Nationwide lockdown: 50% pregnant women, nursing mothers, others desert hospitals

The COVID-19 pandemic is taking its toll on all health services in the country as the Federal Government says outpatient visits to hospitals nationwide have reduced by half.

The Minister of Health, Dr Osagie Ehanire, who stated this on Thursday at the press briefing of the Presidential Task Force on COVID-19, said that latest statistics obtained by the Federal Government showed that pregnant women and other outpatients’ visits to hospitals had dropped by half.

He also said immunisation services had reduced by half.

Ehanire, however, said the gradual easing of the lockdown in the country would address the problems.

Although Nigeria recorded its COVID-19 index case on February 27, as of Wednesday, no fewer than 4,971 persons had been diagnosed with the deadly virus.

Also, out of the figure, 1,070 patients have successfully treated and discharged, while 164 have died.

The virus has killed pregnant women in states such as Ekiti, Jigawa and Ogun. On April 22, a 29-year-old pregnant woman, who sneaked into Ekiti State from Lagos State, died of the virus.

On May 3, the Federal Medical Centre, Abeokuta confirmed that the virus killed a pregnant woman in the hospital on May 1.

On May 4, the Jigawa State Commissioner for Health, Abba Zakari, said a pregnant woman died of coronavirus at the Dutse Isolation Centre.

Outpatient visits drop from 4m to 2m, antenatal from 1.3 million to 655,000

At the PTF press briefing on Thursday, Ehanire quoted figures from the National Health Management Information System.

He said that while outpatient visits to hospitals dropped from four million to about two million, antenatal visits dropped from 1.3 million to 655,000.

The minister said for skilled birth attendance, there was a “drop from 158,374 to less than 99,000 while immunisation services also reduced to about half.”
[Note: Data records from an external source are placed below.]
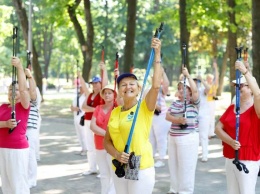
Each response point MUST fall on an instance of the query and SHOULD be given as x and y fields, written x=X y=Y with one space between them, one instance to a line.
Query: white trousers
x=158 y=135
x=33 y=139
x=91 y=150
x=204 y=125
x=238 y=182
x=14 y=170
x=105 y=170
x=81 y=133
x=212 y=106
x=144 y=185
x=183 y=155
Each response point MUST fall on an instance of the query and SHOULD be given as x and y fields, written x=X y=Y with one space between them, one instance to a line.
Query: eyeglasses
x=241 y=85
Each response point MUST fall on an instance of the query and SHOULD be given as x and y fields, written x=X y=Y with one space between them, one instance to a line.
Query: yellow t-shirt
x=119 y=127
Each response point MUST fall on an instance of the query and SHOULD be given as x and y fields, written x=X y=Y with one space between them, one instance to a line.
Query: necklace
x=125 y=109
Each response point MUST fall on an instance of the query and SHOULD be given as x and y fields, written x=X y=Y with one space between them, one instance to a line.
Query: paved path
x=59 y=171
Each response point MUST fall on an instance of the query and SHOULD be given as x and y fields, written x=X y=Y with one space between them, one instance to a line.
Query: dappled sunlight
x=217 y=170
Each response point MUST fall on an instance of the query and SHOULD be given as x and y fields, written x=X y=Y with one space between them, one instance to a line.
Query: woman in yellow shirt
x=120 y=123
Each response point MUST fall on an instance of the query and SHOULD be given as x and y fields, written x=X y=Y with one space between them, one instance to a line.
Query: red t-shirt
x=17 y=139
x=93 y=103
x=249 y=134
x=101 y=121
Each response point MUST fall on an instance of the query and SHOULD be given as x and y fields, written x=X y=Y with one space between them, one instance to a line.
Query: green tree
x=256 y=38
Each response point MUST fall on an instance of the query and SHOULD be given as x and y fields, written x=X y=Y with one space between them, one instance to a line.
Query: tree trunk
x=256 y=39
x=184 y=32
x=78 y=29
x=222 y=73
x=130 y=35
x=90 y=39
x=21 y=13
x=47 y=48
x=232 y=41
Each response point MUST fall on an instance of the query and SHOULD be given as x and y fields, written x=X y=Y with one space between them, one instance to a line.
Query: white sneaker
x=86 y=173
x=159 y=164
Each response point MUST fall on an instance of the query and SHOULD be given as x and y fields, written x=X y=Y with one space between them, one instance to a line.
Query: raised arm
x=32 y=84
x=152 y=94
x=165 y=83
x=24 y=94
x=83 y=84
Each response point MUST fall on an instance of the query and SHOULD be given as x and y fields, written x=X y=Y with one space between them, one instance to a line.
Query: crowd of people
x=19 y=133
x=123 y=133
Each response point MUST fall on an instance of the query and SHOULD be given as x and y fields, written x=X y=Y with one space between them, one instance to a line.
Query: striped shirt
x=192 y=110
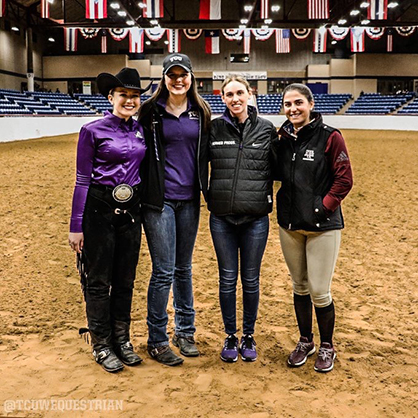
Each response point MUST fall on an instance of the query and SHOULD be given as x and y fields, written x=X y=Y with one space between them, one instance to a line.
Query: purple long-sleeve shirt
x=109 y=152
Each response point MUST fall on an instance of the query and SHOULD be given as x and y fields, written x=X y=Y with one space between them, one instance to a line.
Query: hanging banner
x=118 y=34
x=338 y=33
x=88 y=33
x=301 y=33
x=192 y=34
x=405 y=30
x=375 y=33
x=155 y=34
x=232 y=34
x=262 y=34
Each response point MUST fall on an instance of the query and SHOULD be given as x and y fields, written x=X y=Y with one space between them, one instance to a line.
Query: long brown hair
x=192 y=93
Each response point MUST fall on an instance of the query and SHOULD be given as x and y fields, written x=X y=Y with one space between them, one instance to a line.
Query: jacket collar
x=287 y=129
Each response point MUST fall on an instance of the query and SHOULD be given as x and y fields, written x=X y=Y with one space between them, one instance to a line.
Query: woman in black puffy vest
x=240 y=199
x=315 y=171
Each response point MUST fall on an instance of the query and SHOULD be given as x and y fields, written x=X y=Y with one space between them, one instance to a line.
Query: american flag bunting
x=212 y=42
x=136 y=40
x=318 y=9
x=265 y=6
x=320 y=40
x=210 y=10
x=173 y=37
x=70 y=39
x=378 y=10
x=282 y=41
x=154 y=9
x=357 y=39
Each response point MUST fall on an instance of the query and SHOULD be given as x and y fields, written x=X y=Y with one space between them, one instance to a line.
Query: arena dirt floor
x=44 y=365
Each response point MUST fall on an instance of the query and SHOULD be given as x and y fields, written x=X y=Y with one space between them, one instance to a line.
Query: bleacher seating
x=378 y=104
x=269 y=104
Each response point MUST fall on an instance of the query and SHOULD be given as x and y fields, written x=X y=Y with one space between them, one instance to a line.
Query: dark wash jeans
x=171 y=235
x=246 y=242
x=110 y=253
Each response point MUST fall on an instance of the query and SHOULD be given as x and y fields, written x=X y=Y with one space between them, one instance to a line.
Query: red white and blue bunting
x=232 y=34
x=405 y=30
x=155 y=34
x=118 y=34
x=375 y=33
x=301 y=33
x=262 y=34
x=89 y=33
x=338 y=33
x=192 y=34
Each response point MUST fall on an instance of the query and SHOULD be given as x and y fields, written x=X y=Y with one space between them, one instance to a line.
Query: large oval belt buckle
x=122 y=193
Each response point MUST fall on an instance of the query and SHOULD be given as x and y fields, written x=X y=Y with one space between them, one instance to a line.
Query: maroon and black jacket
x=315 y=171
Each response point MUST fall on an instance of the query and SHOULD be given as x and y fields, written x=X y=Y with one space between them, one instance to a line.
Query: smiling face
x=297 y=108
x=125 y=102
x=178 y=81
x=235 y=95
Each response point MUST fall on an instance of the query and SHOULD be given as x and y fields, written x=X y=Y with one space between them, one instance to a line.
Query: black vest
x=306 y=178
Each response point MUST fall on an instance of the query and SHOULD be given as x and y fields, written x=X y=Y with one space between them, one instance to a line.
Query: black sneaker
x=230 y=350
x=165 y=355
x=108 y=360
x=187 y=345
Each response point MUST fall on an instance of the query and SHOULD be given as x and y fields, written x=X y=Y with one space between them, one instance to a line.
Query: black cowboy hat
x=126 y=77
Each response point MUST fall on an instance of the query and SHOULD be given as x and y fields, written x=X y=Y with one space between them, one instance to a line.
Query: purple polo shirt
x=109 y=153
x=181 y=138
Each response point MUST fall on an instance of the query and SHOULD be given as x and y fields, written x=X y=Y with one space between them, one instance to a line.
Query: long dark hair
x=192 y=93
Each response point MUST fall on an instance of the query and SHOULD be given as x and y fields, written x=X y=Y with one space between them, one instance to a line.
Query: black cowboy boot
x=122 y=345
x=104 y=354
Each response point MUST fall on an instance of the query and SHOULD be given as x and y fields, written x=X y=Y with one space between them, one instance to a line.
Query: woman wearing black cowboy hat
x=105 y=228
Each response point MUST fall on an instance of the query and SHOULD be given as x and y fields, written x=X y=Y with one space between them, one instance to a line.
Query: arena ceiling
x=184 y=14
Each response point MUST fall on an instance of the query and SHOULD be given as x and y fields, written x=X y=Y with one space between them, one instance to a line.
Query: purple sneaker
x=303 y=350
x=326 y=356
x=247 y=348
x=230 y=351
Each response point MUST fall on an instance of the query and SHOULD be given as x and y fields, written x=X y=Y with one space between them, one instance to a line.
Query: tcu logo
x=309 y=155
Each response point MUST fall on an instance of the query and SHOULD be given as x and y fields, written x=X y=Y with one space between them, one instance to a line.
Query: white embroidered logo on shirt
x=193 y=115
x=309 y=155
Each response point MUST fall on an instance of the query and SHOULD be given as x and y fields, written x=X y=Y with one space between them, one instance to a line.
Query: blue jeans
x=171 y=235
x=249 y=240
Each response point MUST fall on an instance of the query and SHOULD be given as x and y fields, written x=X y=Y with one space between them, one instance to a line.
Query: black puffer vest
x=241 y=179
x=306 y=178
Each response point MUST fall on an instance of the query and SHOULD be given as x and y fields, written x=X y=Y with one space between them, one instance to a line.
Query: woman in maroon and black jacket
x=313 y=165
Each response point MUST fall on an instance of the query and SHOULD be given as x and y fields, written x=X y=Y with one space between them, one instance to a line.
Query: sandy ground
x=43 y=360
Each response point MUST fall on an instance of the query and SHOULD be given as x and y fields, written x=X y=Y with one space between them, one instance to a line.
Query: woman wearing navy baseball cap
x=176 y=122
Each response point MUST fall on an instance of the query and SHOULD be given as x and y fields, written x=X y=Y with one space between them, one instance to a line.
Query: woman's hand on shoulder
x=76 y=241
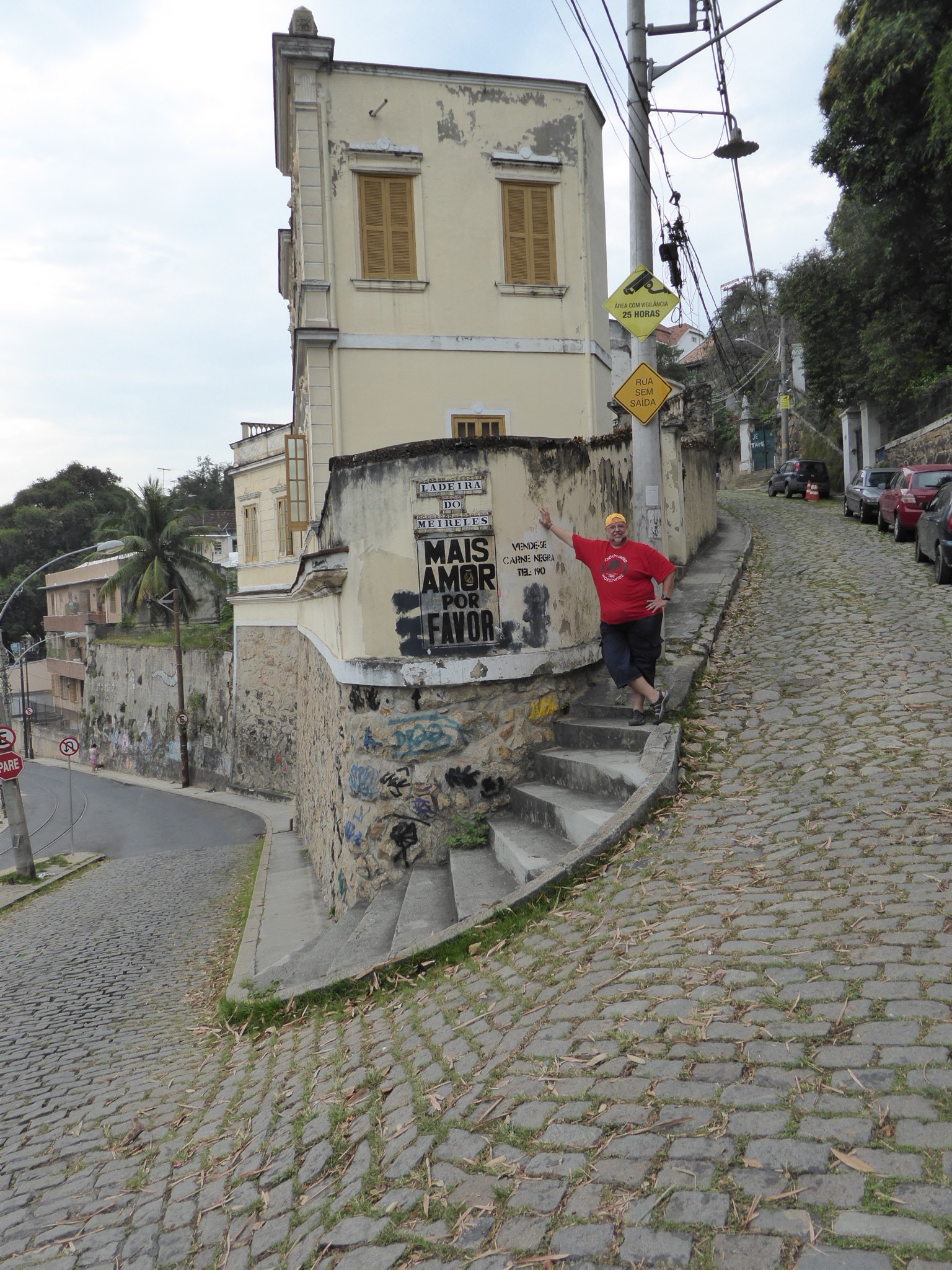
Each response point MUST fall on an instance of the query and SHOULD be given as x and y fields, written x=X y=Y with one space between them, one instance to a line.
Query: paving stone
x=579 y=1241
x=655 y=1250
x=819 y=1258
x=374 y=1259
x=355 y=1230
x=747 y=1253
x=788 y=1153
x=522 y=1233
x=890 y=1230
x=537 y=1197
The minister said the ministries of health and the Federal Capital Territory met on Thursday and agreed on the need to ensure the delivery of routine services in all hospitals in Nigeria.

He noted, “Latest statistics from the NHMIS indicate that outpatient visits dropped from four million to about two million; antenatal visits from 1.3million to 655,000. Also, skilled birth attendance from 158,374 to less than 99,000 while immunisation services reduced to about half.

“All these failings have yet undetermined consequences, which the easing of the lockdown should hopefully address. However, easing restrictions has to be balanced by citizens complying with protective and prophylactic advisories, and to encourage relatives, friends, neighbours and customers to do the same.”

The health minister reiterated that the government would engage state commissioners of health and their workers through an information and communication technology platform to retrain health workers.